Lehigh Valley bridge conditions
Michael S. Donchez, Senior Transportation Planner
Pennsylvania contains about 25,000 state-owned bridges, the third largest in the nation, and leads the nation in the number of bridges classified as structurally deficient. Each of those bridges is inspected on at least a two-year cycle, more often if a bridge is identified with serious deterioration. The safety of those bridges and the traveling public is paramount. If a bridge is found to be unsafe, it is closed. Bridges deemed able to carry only certain weights are posted with weight limits. The Lehigh Valley contains a total of 912 bridges, 656 (72%) are state-owned, while 256 (28%) are locally-owned. Bridges can be classified as functionally obsolete—a bridge that does not meet current design standards (i.e. substandard lane or shoulder width, vertical clearance, etc.), or structurally deficient—a bridge in which one or more of its critical components requires significant
maintenance and repair to remain in service and eventual rehabilitation or replacement to address deficiencies. The following table depicts bridge conditions in the Lehigh Valley.

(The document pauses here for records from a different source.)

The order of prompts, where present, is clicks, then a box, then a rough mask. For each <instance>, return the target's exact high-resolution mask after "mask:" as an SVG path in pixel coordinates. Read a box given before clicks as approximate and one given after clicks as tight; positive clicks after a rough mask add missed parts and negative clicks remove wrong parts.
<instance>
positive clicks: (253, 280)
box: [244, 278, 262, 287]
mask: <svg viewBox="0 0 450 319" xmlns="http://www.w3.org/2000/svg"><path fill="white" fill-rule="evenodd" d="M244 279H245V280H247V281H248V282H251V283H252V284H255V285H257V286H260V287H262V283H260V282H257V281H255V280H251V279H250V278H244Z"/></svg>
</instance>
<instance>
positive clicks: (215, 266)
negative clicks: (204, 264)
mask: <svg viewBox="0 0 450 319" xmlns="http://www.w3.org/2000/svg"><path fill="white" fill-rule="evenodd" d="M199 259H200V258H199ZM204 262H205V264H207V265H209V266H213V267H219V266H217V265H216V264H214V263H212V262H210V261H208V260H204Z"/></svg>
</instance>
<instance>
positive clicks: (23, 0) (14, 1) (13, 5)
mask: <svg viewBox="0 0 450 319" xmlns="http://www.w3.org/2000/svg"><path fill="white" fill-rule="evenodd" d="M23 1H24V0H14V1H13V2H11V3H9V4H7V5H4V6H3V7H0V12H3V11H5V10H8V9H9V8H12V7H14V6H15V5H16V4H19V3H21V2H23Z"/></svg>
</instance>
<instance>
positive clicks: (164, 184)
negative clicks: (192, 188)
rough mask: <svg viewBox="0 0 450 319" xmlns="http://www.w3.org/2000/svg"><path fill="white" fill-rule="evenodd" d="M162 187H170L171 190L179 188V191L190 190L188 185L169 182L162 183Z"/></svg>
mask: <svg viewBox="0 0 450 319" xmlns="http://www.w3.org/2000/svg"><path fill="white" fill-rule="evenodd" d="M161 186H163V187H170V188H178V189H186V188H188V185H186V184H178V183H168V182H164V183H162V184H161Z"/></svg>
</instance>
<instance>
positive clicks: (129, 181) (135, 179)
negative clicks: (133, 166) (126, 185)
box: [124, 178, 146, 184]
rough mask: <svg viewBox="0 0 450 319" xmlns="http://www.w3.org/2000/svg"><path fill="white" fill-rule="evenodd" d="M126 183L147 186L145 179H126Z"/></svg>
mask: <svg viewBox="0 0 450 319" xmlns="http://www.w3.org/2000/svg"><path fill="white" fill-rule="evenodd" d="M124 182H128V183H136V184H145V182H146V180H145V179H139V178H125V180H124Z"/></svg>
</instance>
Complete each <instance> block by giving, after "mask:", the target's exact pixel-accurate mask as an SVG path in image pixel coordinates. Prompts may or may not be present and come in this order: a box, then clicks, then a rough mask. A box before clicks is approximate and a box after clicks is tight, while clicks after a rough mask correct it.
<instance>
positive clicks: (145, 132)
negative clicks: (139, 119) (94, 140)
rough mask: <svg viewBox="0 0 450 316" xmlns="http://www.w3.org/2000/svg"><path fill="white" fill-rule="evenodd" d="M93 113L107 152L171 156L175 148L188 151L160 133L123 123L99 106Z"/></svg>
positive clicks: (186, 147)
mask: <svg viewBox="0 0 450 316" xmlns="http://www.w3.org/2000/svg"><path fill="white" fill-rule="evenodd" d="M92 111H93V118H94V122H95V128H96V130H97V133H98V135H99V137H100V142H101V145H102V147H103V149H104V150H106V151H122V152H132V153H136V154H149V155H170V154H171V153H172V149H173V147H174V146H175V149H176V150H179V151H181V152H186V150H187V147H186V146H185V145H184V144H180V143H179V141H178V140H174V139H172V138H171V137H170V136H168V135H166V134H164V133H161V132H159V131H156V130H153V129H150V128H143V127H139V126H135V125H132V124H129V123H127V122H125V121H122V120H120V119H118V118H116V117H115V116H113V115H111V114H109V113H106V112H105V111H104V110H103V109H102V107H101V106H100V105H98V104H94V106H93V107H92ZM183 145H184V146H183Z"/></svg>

An initiative is underway to reduce the number of structurally deficient bridges in Pennsylvania. Referred to as the Rapid Bridge Replacement (RBR) Program, it is PennDOT’s ongoing effort to address the state’s 4,200 structurally deficient bridges more quickly. This program focuses on bridges of similar size and design. Most bridges on the RBR program are primarily crossings on smaller state highways, mainly in rural areas rather than interstate bridges or large river crossings. Addressing similarly designed bridges allows for increased efficiencies by allowing for the replacement of these structures more quickly.